Dos anos de chumbo ao século XXI; feridas abertas da repressão no Brasil

Como os fragmentos do Golpe Militar foram decisivos para a atual crise democrática do país.
por
Laura Melo de Carvalho
Isadora Verardo Taveira
|
26/04/2022 - 12h

No dia 31 de março de 2022 completaram-se 58 anos do golpe militar, porém

nunca estivemos tão próximos de uma realidade ditatorial. A crise democrática

brasileira perdura até a atualidade no país com governos de direita, aumento do poder

militar, censuras camufladas por piadas e falas antidemocráticas disfarçadas de

“heroísmo” do atual presidente Jair Bolsonaro.

13 de dezembro de 1968, data marcante em que foi instituído no Brasil o AI-5,

instrumento criado pelo regime militar e executado pelo general Costa e Silva, como

uma maneira de censurar previamente tudo aquilo que ia contra a ideologia do

governo. “Seria o direito do Estado ter um órgão de repressão ao que seria publicado

na mídia, seja ela escrita, falada, televisiva, ou ainda qualquer tipo de expressão

estética, artística”, explica o professor Filipe de Faria Dias Leite, graduado pela

Unesp Franca com mestrado em história social pela mesma instituição.
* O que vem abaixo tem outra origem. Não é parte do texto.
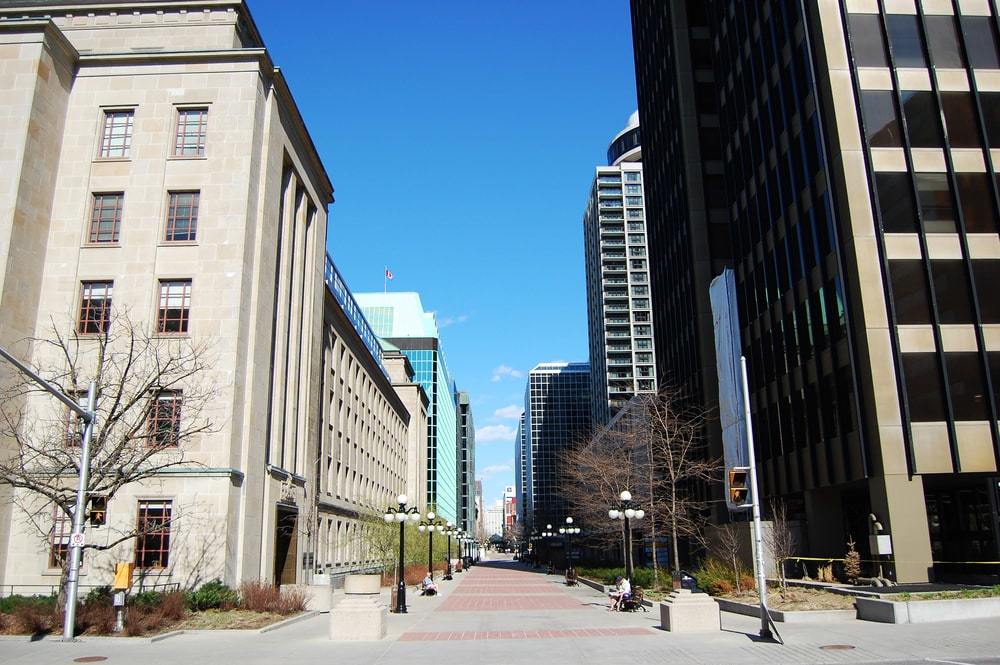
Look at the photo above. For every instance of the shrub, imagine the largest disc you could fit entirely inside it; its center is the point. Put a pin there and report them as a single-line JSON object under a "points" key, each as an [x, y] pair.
{"points": [[212, 595]]}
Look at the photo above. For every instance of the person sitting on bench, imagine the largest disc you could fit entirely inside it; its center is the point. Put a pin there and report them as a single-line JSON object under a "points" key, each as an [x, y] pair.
{"points": [[427, 587], [623, 591]]}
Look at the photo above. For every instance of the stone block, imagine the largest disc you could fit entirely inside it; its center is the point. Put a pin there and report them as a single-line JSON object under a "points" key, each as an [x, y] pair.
{"points": [[687, 612]]}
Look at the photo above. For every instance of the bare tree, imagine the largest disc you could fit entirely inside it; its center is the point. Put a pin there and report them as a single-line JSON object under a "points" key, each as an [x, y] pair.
{"points": [[680, 465], [780, 539], [152, 393]]}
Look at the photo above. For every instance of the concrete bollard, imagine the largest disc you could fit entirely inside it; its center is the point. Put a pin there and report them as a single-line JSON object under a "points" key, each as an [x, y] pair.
{"points": [[361, 614], [686, 612]]}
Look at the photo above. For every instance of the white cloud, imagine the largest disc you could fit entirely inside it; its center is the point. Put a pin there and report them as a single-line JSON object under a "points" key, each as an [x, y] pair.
{"points": [[494, 433], [446, 321], [512, 412], [504, 371], [494, 469]]}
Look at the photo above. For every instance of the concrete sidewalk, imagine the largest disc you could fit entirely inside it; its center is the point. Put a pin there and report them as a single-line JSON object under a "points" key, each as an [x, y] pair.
{"points": [[502, 613]]}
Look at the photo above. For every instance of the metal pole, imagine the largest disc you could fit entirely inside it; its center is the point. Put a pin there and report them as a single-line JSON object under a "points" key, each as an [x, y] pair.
{"points": [[76, 550], [765, 628], [401, 585]]}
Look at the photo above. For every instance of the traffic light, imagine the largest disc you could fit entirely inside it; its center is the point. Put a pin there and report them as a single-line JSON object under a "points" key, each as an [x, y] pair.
{"points": [[739, 488], [97, 513]]}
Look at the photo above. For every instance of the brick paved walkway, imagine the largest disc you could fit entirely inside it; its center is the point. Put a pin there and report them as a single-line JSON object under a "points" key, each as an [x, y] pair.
{"points": [[501, 601]]}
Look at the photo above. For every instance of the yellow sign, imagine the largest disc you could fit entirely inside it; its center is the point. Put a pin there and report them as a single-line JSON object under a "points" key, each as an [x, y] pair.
{"points": [[123, 576]]}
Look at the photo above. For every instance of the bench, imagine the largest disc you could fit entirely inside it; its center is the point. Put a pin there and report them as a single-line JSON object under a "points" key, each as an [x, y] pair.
{"points": [[634, 602]]}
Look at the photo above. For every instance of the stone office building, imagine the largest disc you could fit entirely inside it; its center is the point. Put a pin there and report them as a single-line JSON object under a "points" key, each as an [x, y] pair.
{"points": [[155, 162]]}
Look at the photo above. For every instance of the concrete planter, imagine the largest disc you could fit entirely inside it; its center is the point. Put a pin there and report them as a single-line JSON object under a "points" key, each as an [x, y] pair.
{"points": [[926, 611], [779, 616]]}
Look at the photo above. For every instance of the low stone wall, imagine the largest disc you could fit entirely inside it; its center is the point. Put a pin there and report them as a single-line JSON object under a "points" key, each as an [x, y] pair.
{"points": [[927, 611], [801, 616]]}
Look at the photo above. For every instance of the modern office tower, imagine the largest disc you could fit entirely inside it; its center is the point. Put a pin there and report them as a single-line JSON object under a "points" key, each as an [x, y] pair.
{"points": [[619, 314], [466, 465], [858, 143], [557, 402], [400, 319], [401, 373], [521, 469], [158, 165]]}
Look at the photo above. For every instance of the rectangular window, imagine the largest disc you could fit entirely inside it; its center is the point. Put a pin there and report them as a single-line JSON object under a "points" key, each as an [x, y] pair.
{"points": [[95, 308], [152, 545], [924, 393], [967, 383], [904, 40], [106, 217], [936, 208], [62, 527], [116, 134], [981, 40], [960, 119], [895, 201], [987, 275], [164, 422], [952, 291], [923, 121], [867, 43], [881, 120], [192, 128], [942, 41], [175, 306], [182, 216], [976, 202]]}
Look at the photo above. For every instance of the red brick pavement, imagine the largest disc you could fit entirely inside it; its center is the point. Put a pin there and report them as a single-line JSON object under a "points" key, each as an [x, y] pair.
{"points": [[524, 634]]}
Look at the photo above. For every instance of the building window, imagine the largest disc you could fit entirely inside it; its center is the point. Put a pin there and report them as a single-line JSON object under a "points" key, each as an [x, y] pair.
{"points": [[116, 134], [95, 308], [175, 306], [192, 128], [923, 121], [976, 202], [967, 384], [106, 217], [909, 292], [866, 40], [152, 545], [182, 216], [936, 208], [164, 422], [960, 119], [895, 201], [62, 527], [981, 40], [987, 275], [922, 379], [942, 41], [904, 40], [881, 121]]}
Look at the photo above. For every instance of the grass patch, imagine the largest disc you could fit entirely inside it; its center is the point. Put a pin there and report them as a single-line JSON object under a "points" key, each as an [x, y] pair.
{"points": [[985, 592], [796, 599]]}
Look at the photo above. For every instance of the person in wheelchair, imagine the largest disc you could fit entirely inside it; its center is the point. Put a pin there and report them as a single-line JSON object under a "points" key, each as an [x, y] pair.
{"points": [[427, 587]]}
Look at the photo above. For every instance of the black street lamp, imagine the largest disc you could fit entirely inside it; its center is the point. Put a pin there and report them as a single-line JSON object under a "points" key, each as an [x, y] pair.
{"points": [[451, 531], [627, 511], [400, 514], [569, 530], [429, 525]]}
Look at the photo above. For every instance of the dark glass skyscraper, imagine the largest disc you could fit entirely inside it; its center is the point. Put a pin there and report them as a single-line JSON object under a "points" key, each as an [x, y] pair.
{"points": [[864, 235], [556, 417]]}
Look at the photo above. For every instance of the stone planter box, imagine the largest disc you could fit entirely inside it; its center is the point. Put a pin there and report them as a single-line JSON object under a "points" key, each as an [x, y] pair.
{"points": [[927, 611], [779, 616]]}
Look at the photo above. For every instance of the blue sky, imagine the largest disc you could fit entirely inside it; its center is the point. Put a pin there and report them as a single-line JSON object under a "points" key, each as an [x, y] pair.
{"points": [[461, 137]]}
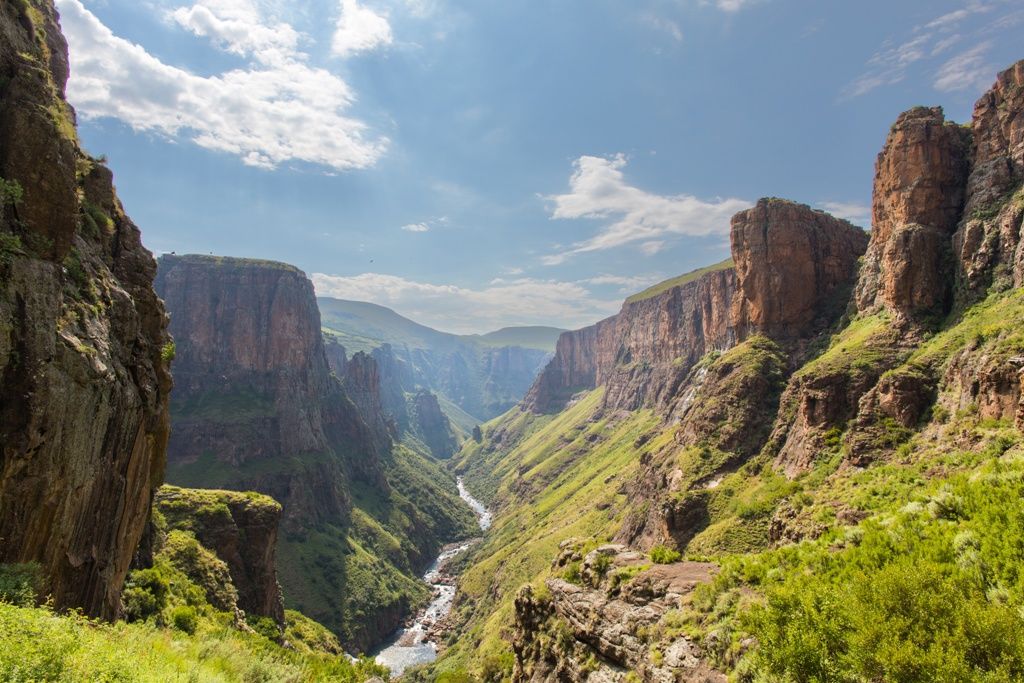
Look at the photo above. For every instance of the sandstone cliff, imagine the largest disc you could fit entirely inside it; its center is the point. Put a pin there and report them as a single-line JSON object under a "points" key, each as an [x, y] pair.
{"points": [[83, 342], [609, 624], [254, 390], [644, 352], [256, 407], [242, 529]]}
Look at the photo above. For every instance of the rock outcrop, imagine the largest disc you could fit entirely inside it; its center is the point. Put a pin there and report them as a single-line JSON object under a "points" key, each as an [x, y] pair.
{"points": [[988, 244], [795, 268], [254, 391], [920, 180], [605, 628], [242, 529], [642, 354], [84, 349]]}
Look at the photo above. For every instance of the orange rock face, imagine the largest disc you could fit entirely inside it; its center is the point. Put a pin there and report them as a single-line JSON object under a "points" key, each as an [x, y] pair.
{"points": [[920, 180], [795, 267]]}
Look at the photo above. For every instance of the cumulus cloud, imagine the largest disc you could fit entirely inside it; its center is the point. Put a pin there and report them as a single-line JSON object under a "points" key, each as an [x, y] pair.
{"points": [[926, 42], [967, 71], [237, 27], [359, 29], [851, 211], [504, 302], [598, 190], [280, 110]]}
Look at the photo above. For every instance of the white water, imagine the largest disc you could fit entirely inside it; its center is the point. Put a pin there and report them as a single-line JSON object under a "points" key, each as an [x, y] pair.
{"points": [[413, 645]]}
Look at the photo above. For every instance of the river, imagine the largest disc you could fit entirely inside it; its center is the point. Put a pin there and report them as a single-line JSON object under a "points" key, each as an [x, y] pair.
{"points": [[413, 645]]}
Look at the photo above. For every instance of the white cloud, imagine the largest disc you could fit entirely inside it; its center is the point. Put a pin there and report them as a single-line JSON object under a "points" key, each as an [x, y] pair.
{"points": [[851, 211], [504, 302], [890, 65], [237, 27], [267, 115], [598, 190], [967, 71], [359, 29]]}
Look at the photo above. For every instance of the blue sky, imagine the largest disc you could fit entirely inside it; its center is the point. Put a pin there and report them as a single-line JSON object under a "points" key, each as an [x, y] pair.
{"points": [[485, 163]]}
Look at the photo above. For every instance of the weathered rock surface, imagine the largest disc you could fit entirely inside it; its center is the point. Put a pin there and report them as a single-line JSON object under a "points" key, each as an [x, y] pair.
{"points": [[612, 620], [642, 354], [919, 195], [795, 268], [242, 529], [253, 386], [84, 393], [988, 244]]}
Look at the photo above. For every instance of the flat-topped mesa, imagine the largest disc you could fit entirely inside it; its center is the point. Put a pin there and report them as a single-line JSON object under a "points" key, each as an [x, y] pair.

            Como forma de combater as restrições impostas pela ditadura, grandes nomes

da resistência nasceram. Carlos Marighella, símbolo da luta armada no

Brasil, era negro, político, escritor, comunista e fundador da Ação

Libertadora Nacional, uma organização de combate armado da esquerda. Marighella foi

assassinado durante sua batalha pelo Brasil livre. Recentemente, o guerrilheiro foi

homenageado com o lançamento de sua biografia em filme dirigido por Wagner Moura e

estrelado por Seu Jorge, que foi censurado pela Agência Nacional do Cinema como

uma tentativa de ataque aos órgãos culturais. “Ele deve ser lembrado porque não era

apenas um indivíduo de esquerda, que lutou contra a ditadura e resistiu, ele também

era um indivíduo negro, que além de significar uma resistência política ao regime,

significa também uma resistência racial.” - destacou Filipe. 

Após 58 anos do golpe militar, ainda é possível enxergar resquícios do AI-5 no

país. Com a ascensão de um governo ultraconservador no Brasil, de Jair Bolsonaro,

feridas abertas - que antes estavam mascaradas - voltaram à tona e escancararam um

país ainda extremamente autoritário e sem lembrança da história que viveu. A

existência de pessoas que se manifestam a favor do fechamento do congresso e a

retomada dos militares, estampa de forma visível a lacuna formada pela Lei da Anistia

no Brasil. A não condenação e impunidade dos torturadores não permite uma

reparação histórica, o que minimiza e até banaliza os danos causados, e abre

oportunidade para que pessoas sejam a favor desse 

comportamento, uma vez que não houve punição. “É uma lei que foi feita para anistiar

os responsáveis por essas violências, o Estado inclusive, e isso é um absurdo, é isso

que motiva falas como as do Presidente, de Daniel Silveira, Eduardo e Carlos

Bolsonaro e atos como o do vice -presidente elogiando torturadores e rindo de relatos

de pessoas torturadas, porque eles sempre se escondem atrás da Lei da Anistia”,

reforça Luiz Antônio Dias, pesquisador da ditadura, movimentos sociais e professor do curso

de Ciências Sociais da PUC-SP.

O AI-5 foi um dos grandes momentos de repressão ditatorial do país, como

acrescenta Dias, “De certa forma o AI-5 é o que acaba motivando a ação armada e a

violência imposta por esse ato faz com que o sistema avance no processo de

desmobilização, desmonte e execução dos integrantes dos grupos armados, é um

período muito violento e muito curto”. O conjunto de leis teve seu fim legal junto com a

ditadura, mas como todas as características do período, tem seus resquícios na

atualidade. Durante o festival de música Lollapalooza artistas foram ameaçados com

multas em uma tentativa de silenciamento de opiniões contrárias às do governo atual,

gritos e xingamentos ao presidente Bolsonaro marcaram o festival e trouxeram à tona as marcas retrógradas da censura.

Banda Fresno se manifesta contra Bolsonaro no Lollapalooza após decisão do  TSE | CNN Brasil

Os aliados ao governo Bolsonaro seguem espalhando elogios aos

anos de chumbo. Durante a Ordem do Dia publicada na quarta-feira (30 de março) para ser lida nos quartéis do país no dia seguinte, aniversário do golpe contra o governo de João Goulart, o Ministro da Defesa, general Braga Netto, escancara a visão das Forças Armadas brasileiras sobre o Golpe Militar, rememorando a Ditadura como um momento de ‘paz e democracia’.